Два отделенческих жеребца, на которых Федор разъезжал по своим заготовительным делам, потерялись дня через три или четыре после увольнения Ивана.
– Значит, колхозник теперь? – усмехнулся Федор, когда Иван принес заявление с просьбой освободить с работы.
– А тебе что, опять не нравится?
– Мне что? Приняли – колхозничай.
А потом и потерялись эти злосчастные лошади. Вечером Кирьян, как обычно, спутал их и пустил на ночь в луг (уход за этими жеребцами и был, пожалуй, единственной обязанностью Инютина). А утром взял уздечки и пошел ловить коней. Но их и след простыл.
– Та-ак-с… – сказал наутро Федор, встретив Ивана на улице. – Пока работал на отделении, пакостить не осмеливался, а теперь, значит, решился?
– На что я решился? – произнес Иван. И только после этого дошел до него зловещий смысл Федоровых слов. – Да ты… Ты что городишь?! Придумал бы поумнее что…
– Разберемся, милок, – бросил Федор и, покачивая широкой спиной, ушел.
И вот приехал Яков Алейников.
Иван долго и молча гладил вздрагивающую спину прильнувшей к нему Агаты.
– Будет, будет же… Чего зря? Это ведь доказать надо. Прощай пока. – И сел в тележку.
Алейников тоже направился к дрожкам, милиционер, сидевший за кучера, подобрал вожжи.
– Постойте-ка… – И, раздвигая ветки, из-под куста поднялся неуклюжий парень-толстяк Аркашка Молчанов, по прозвищу Молчун.
В Михайловке не было человека диковиннее, чем этот. За свою почти тридцатилетнюю жизнь он вряд ли произнес несколько сотен слов. Годами иногда не слышал никто его голоса. На людях он бывал часто, хотя обычно сидел или стоял где-нибудь в сторонке, слушал, о чем гомонит народ, поглядывал с любопытством вокруг из-под своего спутанного тяжелого чуба.

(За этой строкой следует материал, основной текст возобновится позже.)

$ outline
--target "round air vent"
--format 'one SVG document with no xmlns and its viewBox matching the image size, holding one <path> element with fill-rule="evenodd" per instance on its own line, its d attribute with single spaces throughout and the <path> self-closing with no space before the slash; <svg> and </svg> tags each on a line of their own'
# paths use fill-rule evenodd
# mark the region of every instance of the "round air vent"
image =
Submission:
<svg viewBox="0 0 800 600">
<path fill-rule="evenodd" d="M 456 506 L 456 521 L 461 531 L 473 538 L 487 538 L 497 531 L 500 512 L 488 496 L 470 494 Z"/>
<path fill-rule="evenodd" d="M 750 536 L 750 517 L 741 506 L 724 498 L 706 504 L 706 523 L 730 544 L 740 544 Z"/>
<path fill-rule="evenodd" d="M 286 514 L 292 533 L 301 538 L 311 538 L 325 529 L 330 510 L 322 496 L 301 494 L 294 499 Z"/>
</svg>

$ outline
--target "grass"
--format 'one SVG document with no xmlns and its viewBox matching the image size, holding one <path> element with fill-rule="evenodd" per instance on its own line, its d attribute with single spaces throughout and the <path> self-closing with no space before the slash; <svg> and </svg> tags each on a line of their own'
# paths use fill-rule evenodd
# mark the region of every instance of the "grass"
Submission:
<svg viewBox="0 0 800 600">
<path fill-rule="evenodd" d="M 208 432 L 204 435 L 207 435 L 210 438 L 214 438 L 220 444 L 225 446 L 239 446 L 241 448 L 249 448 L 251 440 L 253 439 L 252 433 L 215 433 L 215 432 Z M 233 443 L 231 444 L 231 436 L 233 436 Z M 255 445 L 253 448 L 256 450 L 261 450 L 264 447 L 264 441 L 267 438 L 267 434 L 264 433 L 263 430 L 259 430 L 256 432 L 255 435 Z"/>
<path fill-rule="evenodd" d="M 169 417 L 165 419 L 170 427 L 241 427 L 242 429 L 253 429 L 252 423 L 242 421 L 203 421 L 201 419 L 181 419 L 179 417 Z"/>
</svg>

Но молчал, как камень, и на его красивом, монголистом лице не отражалось абсолютно ничего.
– Слушай, Аркашка, ты немой, что ли? – спрашивали его иногда.
Обычно Аркадий ничего не отвечал на такие расспросы. Но случалось, все же разжимал губы:
– Почто же? Нет.
– Так чего все молчишь-то?
– А об чем мне говорить?
И умолкал намертво снова на год, на два.
Аркадий был работящ, тих, добродушен и обладал чудовищной силой. Пятипудовый куль с пшеницей он шутя забрасывал на бричку одной рукой; взявшись за рога, легко валил наземь любого быка. Его силу особенно почему-то чуяли лошади, при его появлении оседали на задние ноги, беспокойно стригли ушами, хотя к животным, как и к людям, он никогда не проявлял злобы или насилия.
Жил он в просторном, светлом доме, построенном недавно в одиночку, с престарелой, глуховатой матерью, выполнял по дому все женские работы. На советы мужиков жениться отмалчивался, по обыкновению, но один раз сказал:
– Они боятся. Какую ни попробуешь обнять – хрустят. Со стекла они, должно, все бабы, сделаны.
Девки действительно боялись этого парня, хотя, зная безобидный Аркашкин нрав, то и дело со жгучим любопытством вертелись у него на глазах.
Едва раздался Аркашкин голос, все умолкли. Аркадий прошел вразвалку мимо притихших колхозников и сел на дрожки рядом с Иваном.
– Так… И далеко тебя прокатить? – Алейников снял фуражку, вытер мокрый лоб.
– До милиции, – сплюнул Молчанов на траву.
– Это можно. А в чем покаяться хочешь?
– В ту ночь, когда кони потерялись, я на рассвете к Громотухе ходил. Переметы проверить. Матерь прихворнула, ухи попросила, – не спеша проговорил Аркадий и умолк.
Все терпеливо ждали, что он скажет дальше. А он и не собирался вроде больше говорить.
– Все? Выкидываешь тут фортели… Слазь к чертовой матери!
– Я иду, гляжу – Кирьян тех коней ловит. Инютин-то… Ночью, значит. Еще серо на небе, а он уж ловит коней. Скакнул на одного, другого в поводу держит. Поехал.